We were well up with the southernmost land next morning, and found it to be an island, which was named Trinity Island. Its greatest extent is six leagues in the direction of E. and W. Each end is elevated naked land, and in the middle it is low, so that, at a distance, from some points of view, it assumes the appearance of two islands. It lies in the latitude of 56 deg. 36’, and in the longitude of 205 deg., and between two and three leagues from the continent, which space is interspersed with small islands and rocks, but there seemed to be good passage enough, and also safe anchorage. At first we were inclined to think, that this was Beering’s Foggy Island,[2] but its situation so near the main does not suit his chart.
[Footnote 2: Tumannoi-ostrow, c’est-a-dire, L’isle Nebuleuse.—Muller, p. 261.]
At eight in the evening, we stood in for the land, till we were within a league of the above-mentioned small islands. The westernmost part of the continent now in sight, being a low point facing Trinity Island, and which we called Cape Trinity, now bore W.N.W. In this situation, having tacked in fifty-four fathoms water, over a bottom of black sand, we stood over for the island, intending to work up between it and the main. The land to the westward of Two-headed Point, is not so mountainous as it is to the N.E. of it, nor does so much snow lie upon it. There are, however, a good many hills considerably elevated, but they are disjoined by large tracts of flat land that appeared to be perfectly destitute of wood, and very barren.
As we were standing over toward the island, we met two men in a small canoe, paddling from it to the main. Far from approaching us, they seemed rather to avoid it. The wind now began to incline to the S., and we had reason to expect, that it would soon be at the S.E. Experience having taught us, that a south-easterly wind was here generally, if not always, accompanied by a thick fog, I was afraid to venture through between the island and the continent, lest the passage should not be accomplished before night, or before the thick weather came on, when we should be obliged to anchor, and by that means lose the advantage of a fair wind.

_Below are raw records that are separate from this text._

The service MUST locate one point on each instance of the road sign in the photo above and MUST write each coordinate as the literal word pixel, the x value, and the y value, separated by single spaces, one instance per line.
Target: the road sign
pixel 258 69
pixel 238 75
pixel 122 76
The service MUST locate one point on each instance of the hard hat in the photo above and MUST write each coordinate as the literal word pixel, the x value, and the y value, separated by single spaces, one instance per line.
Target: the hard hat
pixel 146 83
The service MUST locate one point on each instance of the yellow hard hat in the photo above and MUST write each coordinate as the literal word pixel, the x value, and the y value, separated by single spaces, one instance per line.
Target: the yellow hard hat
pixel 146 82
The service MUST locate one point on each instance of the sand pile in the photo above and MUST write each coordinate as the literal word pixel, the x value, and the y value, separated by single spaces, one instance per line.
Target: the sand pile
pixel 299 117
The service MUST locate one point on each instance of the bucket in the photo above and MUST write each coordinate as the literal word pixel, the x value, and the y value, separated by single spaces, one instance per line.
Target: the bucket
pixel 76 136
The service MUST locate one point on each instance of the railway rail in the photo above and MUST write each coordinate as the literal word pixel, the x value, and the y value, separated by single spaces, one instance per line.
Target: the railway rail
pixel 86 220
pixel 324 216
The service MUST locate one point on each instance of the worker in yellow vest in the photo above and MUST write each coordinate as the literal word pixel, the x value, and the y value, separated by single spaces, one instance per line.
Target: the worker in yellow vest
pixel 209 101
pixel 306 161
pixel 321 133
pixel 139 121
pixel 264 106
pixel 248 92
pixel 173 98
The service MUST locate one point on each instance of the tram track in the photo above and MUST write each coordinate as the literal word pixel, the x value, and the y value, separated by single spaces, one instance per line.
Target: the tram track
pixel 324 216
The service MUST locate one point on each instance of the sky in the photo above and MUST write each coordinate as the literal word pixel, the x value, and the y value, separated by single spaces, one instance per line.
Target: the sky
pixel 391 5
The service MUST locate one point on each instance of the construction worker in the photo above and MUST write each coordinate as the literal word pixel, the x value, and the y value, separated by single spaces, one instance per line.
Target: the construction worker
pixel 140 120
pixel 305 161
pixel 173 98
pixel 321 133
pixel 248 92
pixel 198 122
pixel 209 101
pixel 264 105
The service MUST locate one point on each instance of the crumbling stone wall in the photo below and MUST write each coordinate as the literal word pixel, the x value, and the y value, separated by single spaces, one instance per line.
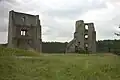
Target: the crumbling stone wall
pixel 84 38
pixel 24 31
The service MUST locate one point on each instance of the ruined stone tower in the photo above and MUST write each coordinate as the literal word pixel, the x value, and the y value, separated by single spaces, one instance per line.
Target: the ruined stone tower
pixel 84 38
pixel 24 31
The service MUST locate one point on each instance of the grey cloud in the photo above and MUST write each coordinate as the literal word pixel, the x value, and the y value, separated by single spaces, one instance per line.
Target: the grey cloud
pixel 74 11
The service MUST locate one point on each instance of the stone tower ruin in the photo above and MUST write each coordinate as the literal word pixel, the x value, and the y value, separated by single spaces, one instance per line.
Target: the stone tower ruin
pixel 24 31
pixel 84 38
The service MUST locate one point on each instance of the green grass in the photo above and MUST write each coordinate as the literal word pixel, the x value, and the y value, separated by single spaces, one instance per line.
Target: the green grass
pixel 61 67
pixel 16 52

These reasons induced me to stretch out to sea, and we passed two or three rocky islets that lie near the east end of Trinity Island. At four in the afternoon, having weathered the island, we tacked, and steered west-southerly, with a fresh gale at S.S.E., which, before midnight, veered to the S.E., and was, as usual, attended with misty, drizzling, rainy weather.
By the course we steered all night, I was in hopes of falling in with the continent in the morning. And, doubtless, we should have seen it, had the weather been in the least clear, but the fog prevented. Seeing no land at noon, and the gale increasing, with a thick fog and rain, I steered W.N.W., under such sail as we could easily haul the wind with, being fully sensible of the danger of running before a strong gale in a thick fog, in the vicinity of an unknown coast. It was, however, necessary to run some risk when the wind favoured us; for clear weather, we had found, was generally accompanied with winds from the west.